With this in mind, we turn now to discuss how normativity, sustainability, people, and cooperation present opportunities for a more nuanced understanding of strategic management at the juxtaposition of stakeholder theory and RBV. Our four main ideas are summarized in Table 1.
How Stakeholder Theory Can Inform the Resource-Based View of the Firm (RBV)
Incomplete Contracts and the Necessity of Norms
Consider Barney’s (2018: 3305) recent conclusion that “resource-based theory’s model of profit appropriation must incorporate a stakeholder perspective.” This conclusion emerges from the challenges manifested by reliance on incomplete contracts in RBV (among other theories of strategic management). Because “exchanges often evolve in ways that are difficult, if not impossible, to anticipate, these contracts are (almost) always incomplete” (Barney 2018: 3313). Much ink and energy have been devoted to understanding this pervasive contractual incompleteness and the implications of this Hobbesian social contract (or “just so”; cf. Dennett, 1995) story. For RBV, this social contract contains combinations of claims that are fixed, contingent, residual, and so on. So far, so good.
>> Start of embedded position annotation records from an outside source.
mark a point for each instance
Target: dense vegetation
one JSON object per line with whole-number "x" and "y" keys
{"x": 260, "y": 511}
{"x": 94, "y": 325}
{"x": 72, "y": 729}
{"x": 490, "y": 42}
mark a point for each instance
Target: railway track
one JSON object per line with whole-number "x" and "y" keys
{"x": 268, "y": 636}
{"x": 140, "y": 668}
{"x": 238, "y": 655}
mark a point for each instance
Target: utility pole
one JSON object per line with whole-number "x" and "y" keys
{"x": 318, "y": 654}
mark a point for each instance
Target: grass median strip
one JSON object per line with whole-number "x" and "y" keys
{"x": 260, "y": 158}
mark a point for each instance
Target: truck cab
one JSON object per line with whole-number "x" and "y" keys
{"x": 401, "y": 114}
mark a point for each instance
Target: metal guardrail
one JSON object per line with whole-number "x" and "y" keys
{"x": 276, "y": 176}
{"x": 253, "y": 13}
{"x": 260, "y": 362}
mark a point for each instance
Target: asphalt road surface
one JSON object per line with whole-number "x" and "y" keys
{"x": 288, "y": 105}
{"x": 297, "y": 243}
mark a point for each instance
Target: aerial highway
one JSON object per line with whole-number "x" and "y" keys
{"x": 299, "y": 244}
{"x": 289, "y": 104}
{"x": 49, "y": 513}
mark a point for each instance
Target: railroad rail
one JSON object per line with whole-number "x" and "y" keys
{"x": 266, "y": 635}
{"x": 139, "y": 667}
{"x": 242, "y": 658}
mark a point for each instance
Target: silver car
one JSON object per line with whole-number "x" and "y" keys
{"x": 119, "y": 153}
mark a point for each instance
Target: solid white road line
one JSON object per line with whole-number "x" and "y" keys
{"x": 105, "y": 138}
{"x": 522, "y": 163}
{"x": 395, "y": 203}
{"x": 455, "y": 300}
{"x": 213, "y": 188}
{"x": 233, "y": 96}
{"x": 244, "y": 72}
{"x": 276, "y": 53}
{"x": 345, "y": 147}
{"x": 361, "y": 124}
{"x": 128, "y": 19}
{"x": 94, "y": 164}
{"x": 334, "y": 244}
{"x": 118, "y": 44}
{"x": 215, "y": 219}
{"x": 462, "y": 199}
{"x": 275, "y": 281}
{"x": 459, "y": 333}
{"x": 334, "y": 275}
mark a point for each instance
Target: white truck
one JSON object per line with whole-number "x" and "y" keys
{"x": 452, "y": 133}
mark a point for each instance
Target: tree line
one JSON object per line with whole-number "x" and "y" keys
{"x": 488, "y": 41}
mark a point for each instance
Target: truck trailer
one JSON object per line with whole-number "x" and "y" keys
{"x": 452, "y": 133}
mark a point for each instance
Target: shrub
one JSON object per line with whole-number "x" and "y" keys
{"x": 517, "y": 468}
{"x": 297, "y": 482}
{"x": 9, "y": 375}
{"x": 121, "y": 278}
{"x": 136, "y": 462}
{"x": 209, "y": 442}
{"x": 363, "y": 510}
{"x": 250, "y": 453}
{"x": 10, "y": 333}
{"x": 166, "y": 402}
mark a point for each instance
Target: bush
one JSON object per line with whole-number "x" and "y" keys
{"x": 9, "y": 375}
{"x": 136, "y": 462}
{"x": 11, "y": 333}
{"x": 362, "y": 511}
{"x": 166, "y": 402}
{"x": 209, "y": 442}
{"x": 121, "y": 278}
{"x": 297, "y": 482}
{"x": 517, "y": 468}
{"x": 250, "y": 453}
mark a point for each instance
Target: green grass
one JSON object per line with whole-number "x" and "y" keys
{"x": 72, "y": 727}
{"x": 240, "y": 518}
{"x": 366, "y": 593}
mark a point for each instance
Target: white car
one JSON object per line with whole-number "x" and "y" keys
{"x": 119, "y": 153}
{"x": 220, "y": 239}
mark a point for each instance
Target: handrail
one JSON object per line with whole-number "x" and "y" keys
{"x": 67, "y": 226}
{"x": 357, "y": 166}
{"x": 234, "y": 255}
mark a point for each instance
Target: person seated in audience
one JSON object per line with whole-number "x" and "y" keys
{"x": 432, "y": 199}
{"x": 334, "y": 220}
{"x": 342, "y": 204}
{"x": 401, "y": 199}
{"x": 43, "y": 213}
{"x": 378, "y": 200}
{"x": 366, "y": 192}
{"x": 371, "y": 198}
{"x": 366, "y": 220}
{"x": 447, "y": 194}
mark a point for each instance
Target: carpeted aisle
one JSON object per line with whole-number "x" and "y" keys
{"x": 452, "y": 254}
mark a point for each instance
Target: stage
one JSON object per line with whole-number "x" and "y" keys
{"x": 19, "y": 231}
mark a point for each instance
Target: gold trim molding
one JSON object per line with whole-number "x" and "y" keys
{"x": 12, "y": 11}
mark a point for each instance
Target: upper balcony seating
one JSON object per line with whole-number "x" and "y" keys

However, this social-contract variant of RBV also requires reference to informal or implicit contracts that are said to cover the eventual consequences of contractual incompleteness. This has the air of a giant error term (though RBV is not alone in this). The idea seems to be that granting stakeholders an access to a residual claim in the content of these unwritten, unspecified, tacit understandings will fill in the gaps where actual (almost always incomplete) contracts stand mute or contested. This large and growing error term of informal and implicit contracts presents a problem because residual claims cannot solve all ambiguousness of incomplete contracts. So what are the terms of these informal contracts?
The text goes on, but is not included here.